As for coincidence it does exist and the possibility of such is always just that...a possibility, which of course gives us the possibility of coincidence (or perhaps the coincidence of possibility and timing).
0 Replies
 
squinney
 
  1  
Reply Thu 20 Oct, 2005 06:38 am
I think as the rats (figurative, not personal) jump ship as Clark, Powells chief of staff Wilkerson and others have done, more will come to light.

I don't think the integrity of those talking is in question. (If it is, why did they hold such positions?) I'm also sure as the sun will rise tomorrow that the talking points on Wilkersons integrity are being written at this very moment.

We'll see. Just remember where you heard it, and that we love you even when you're wrong. Very Happy
0 Replies
 
Sturgis
 
  1  
Reply Thu 20 Oct, 2005 06:50 am
Wrong? Me?
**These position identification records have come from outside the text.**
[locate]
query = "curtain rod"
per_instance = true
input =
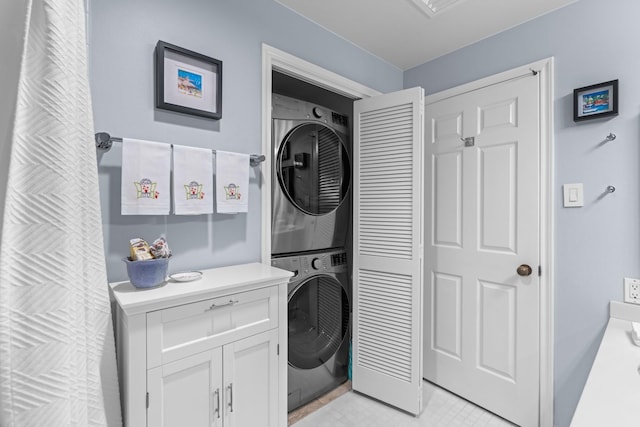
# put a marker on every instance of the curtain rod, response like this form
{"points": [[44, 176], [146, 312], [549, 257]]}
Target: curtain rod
{"points": [[104, 141]]}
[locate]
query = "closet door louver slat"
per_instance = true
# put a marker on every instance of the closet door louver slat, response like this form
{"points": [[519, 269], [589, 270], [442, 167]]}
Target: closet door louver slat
{"points": [[387, 352]]}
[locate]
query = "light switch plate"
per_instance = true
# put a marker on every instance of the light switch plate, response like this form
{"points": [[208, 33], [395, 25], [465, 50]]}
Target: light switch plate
{"points": [[573, 195]]}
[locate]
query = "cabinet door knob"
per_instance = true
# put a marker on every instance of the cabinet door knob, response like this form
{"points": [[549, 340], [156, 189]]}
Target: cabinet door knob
{"points": [[230, 404], [216, 411], [524, 270]]}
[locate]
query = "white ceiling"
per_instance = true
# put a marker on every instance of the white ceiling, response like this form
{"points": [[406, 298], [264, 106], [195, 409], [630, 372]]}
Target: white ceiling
{"points": [[399, 32]]}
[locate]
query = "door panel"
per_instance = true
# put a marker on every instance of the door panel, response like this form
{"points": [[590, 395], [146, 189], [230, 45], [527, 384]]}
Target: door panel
{"points": [[186, 392], [482, 332], [448, 199], [497, 219], [388, 176], [251, 381]]}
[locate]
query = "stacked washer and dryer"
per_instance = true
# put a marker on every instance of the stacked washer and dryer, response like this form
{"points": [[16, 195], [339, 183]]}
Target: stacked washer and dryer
{"points": [[311, 216]]}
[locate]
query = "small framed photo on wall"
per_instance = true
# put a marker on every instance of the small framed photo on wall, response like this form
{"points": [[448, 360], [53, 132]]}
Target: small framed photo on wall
{"points": [[188, 82], [595, 101]]}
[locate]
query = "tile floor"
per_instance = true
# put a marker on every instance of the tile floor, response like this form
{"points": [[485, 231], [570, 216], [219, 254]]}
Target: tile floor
{"points": [[441, 409]]}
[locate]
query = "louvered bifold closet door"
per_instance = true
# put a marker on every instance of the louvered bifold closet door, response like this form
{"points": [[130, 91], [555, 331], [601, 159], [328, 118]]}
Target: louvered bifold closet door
{"points": [[387, 275]]}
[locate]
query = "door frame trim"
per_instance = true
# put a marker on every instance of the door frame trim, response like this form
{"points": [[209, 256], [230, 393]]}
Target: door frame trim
{"points": [[547, 206], [274, 59]]}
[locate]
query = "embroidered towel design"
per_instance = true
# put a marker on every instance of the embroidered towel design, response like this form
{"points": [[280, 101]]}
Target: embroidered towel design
{"points": [[192, 180], [146, 169], [232, 182]]}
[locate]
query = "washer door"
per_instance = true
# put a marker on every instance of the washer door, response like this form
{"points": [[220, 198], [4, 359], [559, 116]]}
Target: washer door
{"points": [[313, 168], [318, 321]]}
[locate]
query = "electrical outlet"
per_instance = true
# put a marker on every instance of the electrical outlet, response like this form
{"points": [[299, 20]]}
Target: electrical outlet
{"points": [[632, 290]]}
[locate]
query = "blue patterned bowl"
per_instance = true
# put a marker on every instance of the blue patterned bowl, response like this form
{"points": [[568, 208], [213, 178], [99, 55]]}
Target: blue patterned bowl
{"points": [[147, 273]]}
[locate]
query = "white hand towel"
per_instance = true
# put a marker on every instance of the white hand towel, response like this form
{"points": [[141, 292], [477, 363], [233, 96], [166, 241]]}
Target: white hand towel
{"points": [[232, 182], [192, 180], [146, 171]]}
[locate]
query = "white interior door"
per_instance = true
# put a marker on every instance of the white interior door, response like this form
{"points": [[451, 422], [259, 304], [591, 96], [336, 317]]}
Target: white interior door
{"points": [[482, 327], [387, 271]]}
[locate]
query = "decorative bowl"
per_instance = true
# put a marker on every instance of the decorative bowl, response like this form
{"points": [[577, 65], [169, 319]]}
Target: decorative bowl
{"points": [[147, 273]]}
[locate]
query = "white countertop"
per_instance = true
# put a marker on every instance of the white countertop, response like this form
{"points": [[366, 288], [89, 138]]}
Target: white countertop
{"points": [[214, 282], [611, 396]]}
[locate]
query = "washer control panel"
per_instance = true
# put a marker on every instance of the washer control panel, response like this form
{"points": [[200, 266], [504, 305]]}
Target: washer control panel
{"points": [[310, 264]]}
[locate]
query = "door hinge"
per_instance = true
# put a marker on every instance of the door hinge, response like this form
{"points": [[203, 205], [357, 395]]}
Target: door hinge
{"points": [[469, 141]]}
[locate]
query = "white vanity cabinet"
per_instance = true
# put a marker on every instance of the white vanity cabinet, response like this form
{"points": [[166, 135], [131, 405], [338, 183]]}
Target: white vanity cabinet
{"points": [[212, 352]]}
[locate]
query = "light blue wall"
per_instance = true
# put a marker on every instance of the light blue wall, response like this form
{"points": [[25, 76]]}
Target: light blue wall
{"points": [[598, 245], [122, 38]]}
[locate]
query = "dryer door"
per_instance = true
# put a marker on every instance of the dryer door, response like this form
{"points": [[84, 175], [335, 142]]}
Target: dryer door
{"points": [[318, 322], [313, 169]]}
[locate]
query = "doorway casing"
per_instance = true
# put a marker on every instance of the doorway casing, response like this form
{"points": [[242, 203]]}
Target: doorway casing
{"points": [[277, 60]]}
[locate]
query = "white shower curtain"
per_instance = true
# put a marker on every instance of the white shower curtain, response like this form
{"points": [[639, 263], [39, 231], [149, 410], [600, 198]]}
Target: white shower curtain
{"points": [[57, 356]]}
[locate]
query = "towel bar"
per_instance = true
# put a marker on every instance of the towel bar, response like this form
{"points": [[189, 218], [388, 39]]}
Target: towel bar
{"points": [[104, 141]]}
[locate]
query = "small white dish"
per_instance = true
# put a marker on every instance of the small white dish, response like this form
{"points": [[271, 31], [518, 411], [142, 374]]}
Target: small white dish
{"points": [[186, 276]]}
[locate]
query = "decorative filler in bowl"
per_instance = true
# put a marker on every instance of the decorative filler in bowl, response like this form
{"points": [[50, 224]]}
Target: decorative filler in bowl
{"points": [[147, 265]]}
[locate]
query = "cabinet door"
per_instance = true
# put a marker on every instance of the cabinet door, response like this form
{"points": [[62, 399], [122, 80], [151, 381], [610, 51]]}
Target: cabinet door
{"points": [[251, 381], [186, 392]]}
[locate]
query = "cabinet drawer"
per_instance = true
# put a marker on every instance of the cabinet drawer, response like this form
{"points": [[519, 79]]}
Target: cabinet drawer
{"points": [[180, 331]]}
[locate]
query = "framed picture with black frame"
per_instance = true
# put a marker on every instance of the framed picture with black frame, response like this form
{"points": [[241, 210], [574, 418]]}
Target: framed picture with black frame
{"points": [[595, 101], [188, 82]]}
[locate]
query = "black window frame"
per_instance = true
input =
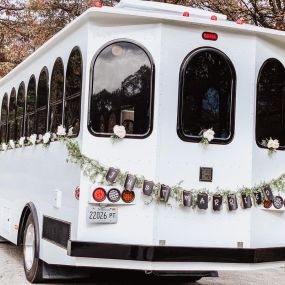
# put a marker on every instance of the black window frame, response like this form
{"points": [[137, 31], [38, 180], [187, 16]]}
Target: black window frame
{"points": [[22, 85], [5, 97], [27, 113], [69, 98], [259, 144], [152, 89], [197, 139], [51, 103], [12, 93], [39, 109]]}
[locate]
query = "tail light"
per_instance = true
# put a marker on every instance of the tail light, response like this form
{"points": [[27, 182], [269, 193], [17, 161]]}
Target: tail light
{"points": [[114, 195], [99, 194], [128, 196], [209, 36]]}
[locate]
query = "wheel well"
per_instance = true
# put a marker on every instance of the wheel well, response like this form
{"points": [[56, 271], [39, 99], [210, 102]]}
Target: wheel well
{"points": [[29, 208]]}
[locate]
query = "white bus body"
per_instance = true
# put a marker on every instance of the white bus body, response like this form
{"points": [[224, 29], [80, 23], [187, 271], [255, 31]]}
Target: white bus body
{"points": [[39, 176]]}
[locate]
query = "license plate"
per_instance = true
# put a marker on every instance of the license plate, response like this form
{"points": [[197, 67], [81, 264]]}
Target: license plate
{"points": [[98, 215]]}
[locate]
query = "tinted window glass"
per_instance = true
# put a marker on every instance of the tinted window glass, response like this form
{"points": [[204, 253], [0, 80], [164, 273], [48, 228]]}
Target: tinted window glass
{"points": [[122, 90], [207, 96], [56, 95], [42, 100], [20, 111], [12, 116], [31, 107], [4, 118], [270, 120], [73, 92]]}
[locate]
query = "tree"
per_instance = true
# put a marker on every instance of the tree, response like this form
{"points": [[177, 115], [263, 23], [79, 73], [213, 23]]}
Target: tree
{"points": [[26, 24]]}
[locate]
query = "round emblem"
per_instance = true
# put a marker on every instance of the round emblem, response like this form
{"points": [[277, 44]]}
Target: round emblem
{"points": [[278, 202], [114, 195], [267, 204]]}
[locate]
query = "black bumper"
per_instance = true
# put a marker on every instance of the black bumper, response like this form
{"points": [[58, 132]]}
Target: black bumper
{"points": [[174, 254]]}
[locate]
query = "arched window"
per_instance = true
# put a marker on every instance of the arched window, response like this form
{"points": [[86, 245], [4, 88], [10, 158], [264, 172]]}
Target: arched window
{"points": [[207, 96], [4, 119], [56, 95], [73, 92], [270, 105], [12, 115], [42, 101], [122, 90], [31, 107], [20, 111]]}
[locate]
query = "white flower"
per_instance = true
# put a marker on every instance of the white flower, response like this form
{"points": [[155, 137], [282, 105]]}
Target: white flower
{"points": [[33, 139], [61, 131], [4, 146], [53, 136], [70, 132], [12, 144], [209, 135], [22, 141], [119, 131], [46, 137], [272, 144]]}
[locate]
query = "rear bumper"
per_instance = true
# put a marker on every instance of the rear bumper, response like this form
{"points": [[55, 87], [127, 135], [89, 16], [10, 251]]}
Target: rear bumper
{"points": [[174, 254]]}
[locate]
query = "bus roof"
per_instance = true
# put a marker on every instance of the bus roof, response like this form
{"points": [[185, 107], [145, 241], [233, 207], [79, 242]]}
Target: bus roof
{"points": [[149, 12]]}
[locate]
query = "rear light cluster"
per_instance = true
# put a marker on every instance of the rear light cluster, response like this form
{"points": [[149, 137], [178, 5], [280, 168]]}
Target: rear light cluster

Now there's a first Rolling Eyes .
0 Replies
 
BumbleBeeBoogie
 
  1  
Reply Thu 20 Oct, 2005 08:32 am
Sturgis
Sturgis wrote:
What have I told you about putting stock in the terroristic rantings of those liberal rags?


Brian Wheeler is the BBC News political reporter and has a good reputation.

BBB
0 Replies
 
blueflame1
 
  1  
Reply Thu 20 Oct, 2005 10:53 am
Arianna Huffington Bio

10.19.2005
Memo to Bill Keller: The War in Iraq is NOT a "Loose End" http://www.huffingtonpost.com/arianna-huffington/memo-to-bill-keller-the-_b_9173.html
0 Replies
 
blatham
 
  1  
Reply Thu 20 Oct, 2005 11:19 am
Now, that is a good column.
0 Replies
 
blueflame1
 
  1  
Reply Thu 20 Oct, 2005 11:42 am
Jane Hamsher Bio

10.20.2005
Patrick Fitzgerald and the NeoCons

As rumors swirl that key NeoCons are frantically speed-dialing their lawyers in PlameGate, it's important to remember that if and when Richard Perle gets handed an indictment from Patrick Fitzgerald he is the only one we know of who will have to ask -- in what case? http://www.huffingtonpost.com/jane-hamsher/patrick-fitzgerald-and-th_b_9203.html
0 Replies
 
blueflame1
 
  1  
Reply Thu 20 Oct, 2005 12:00 pm
Eat The Press

with Harry Shearer

10.19.2005
Oversight--the Other Meaning
I've opined before here, based on nothing but my own nose for human perversity, that the real story behind the Plame outing story was the larger war between the Cheney wing of the Administration and the CIA, over who would bear the blame for the faulty intel used to market the Iraq War.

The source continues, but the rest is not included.